Infortunio sul lavoro a Lerici: dichiarata la morte cerebrale dell’imprenditore

È stata dichiarata la morte cerebrale, nella giornata di ieri, di Giorgio Musu l’impresario di 82 anni che nella giornata di giovedì è rimasto coinvolto in un infortunio sul lavoro. L’uomo stava realizzando la messa in sicurezza di una parete in Via Militare, in località Monte Cappellano a Lerici, dove è caduto battendo violentemente il capo. Chi era con lui ha dato immediatamente l’allarme e si è attivata la macchina dei soccorsi. L’82enne è stato trasferito al San Martino di Genova, però non si è più ripreso.

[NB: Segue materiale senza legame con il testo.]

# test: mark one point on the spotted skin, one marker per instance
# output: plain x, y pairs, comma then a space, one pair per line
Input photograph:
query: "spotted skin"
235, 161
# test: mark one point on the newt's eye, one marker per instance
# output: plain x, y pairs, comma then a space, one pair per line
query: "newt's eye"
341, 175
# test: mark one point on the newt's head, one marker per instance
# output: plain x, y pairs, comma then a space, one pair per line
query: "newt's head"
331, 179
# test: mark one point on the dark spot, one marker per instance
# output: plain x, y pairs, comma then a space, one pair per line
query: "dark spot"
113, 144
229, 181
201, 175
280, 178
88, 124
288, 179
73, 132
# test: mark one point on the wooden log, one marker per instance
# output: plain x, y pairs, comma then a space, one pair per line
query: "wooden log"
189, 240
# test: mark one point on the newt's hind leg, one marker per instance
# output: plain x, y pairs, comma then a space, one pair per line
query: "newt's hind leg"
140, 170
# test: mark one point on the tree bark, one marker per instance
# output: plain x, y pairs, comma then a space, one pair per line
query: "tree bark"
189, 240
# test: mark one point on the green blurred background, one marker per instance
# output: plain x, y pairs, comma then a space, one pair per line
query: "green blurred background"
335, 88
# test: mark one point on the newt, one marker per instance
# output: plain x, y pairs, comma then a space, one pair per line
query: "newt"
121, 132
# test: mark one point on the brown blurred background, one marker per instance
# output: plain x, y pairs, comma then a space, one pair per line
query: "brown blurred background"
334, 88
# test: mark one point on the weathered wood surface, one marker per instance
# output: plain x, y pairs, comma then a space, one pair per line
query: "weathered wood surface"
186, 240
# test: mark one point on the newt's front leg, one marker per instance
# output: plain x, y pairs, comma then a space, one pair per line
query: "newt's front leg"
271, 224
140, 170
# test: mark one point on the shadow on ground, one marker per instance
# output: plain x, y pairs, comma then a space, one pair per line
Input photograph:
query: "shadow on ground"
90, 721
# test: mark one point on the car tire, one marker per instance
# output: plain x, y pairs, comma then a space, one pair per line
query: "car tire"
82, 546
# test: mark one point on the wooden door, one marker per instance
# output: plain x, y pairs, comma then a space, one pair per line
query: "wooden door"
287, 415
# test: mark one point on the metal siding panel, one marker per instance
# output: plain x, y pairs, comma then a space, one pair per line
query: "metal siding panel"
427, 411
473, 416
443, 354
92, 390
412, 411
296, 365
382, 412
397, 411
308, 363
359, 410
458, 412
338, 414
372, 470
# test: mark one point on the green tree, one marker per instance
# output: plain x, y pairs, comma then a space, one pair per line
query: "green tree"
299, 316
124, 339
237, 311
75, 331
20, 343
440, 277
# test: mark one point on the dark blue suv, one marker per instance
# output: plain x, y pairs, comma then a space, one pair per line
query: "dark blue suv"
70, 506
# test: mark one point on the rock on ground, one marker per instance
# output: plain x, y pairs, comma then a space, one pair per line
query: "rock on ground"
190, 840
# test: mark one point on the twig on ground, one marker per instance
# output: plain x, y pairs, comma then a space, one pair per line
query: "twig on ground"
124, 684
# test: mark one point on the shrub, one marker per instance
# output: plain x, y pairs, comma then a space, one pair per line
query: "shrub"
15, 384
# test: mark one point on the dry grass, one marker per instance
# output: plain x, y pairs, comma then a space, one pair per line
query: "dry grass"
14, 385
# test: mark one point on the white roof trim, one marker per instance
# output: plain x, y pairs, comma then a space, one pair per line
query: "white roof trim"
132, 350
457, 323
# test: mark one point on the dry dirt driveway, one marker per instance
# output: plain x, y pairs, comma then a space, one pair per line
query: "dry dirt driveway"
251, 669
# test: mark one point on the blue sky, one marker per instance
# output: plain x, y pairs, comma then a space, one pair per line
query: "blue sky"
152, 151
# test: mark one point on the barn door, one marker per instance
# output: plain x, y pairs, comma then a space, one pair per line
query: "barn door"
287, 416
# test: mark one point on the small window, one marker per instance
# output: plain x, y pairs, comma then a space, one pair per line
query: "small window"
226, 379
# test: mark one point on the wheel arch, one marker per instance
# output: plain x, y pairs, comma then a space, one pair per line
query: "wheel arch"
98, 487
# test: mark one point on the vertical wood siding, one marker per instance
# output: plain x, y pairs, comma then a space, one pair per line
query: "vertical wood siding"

Giorgio Musu era molto noto a Bussoleno, in provincia di Torino: guida alpina, fondatore di un’azienda specializzata in lavori edili, messa in sicurezza di pareti rocciose e, infine, titolare della ditta che si stava occupando dell’intervento al muro di contenimento dove è avvenuto l’incidente.
Sui fatti stanno procedendo i Carabinieri, l’Ispettorato del lavoro e la Psal. Nei giorni scorsi in una nota, l’Ispettorato ha comunicato che sarebbe stata riscontrata un’irregolarità: l’assenza da parte dell’azienda del documento obbligatorio della patente a crediti. L’incarico all’azienda di cui Musu era titolare era stato affidato dal Comune di Lerici. L’ente rischia una sanzione amministrativa.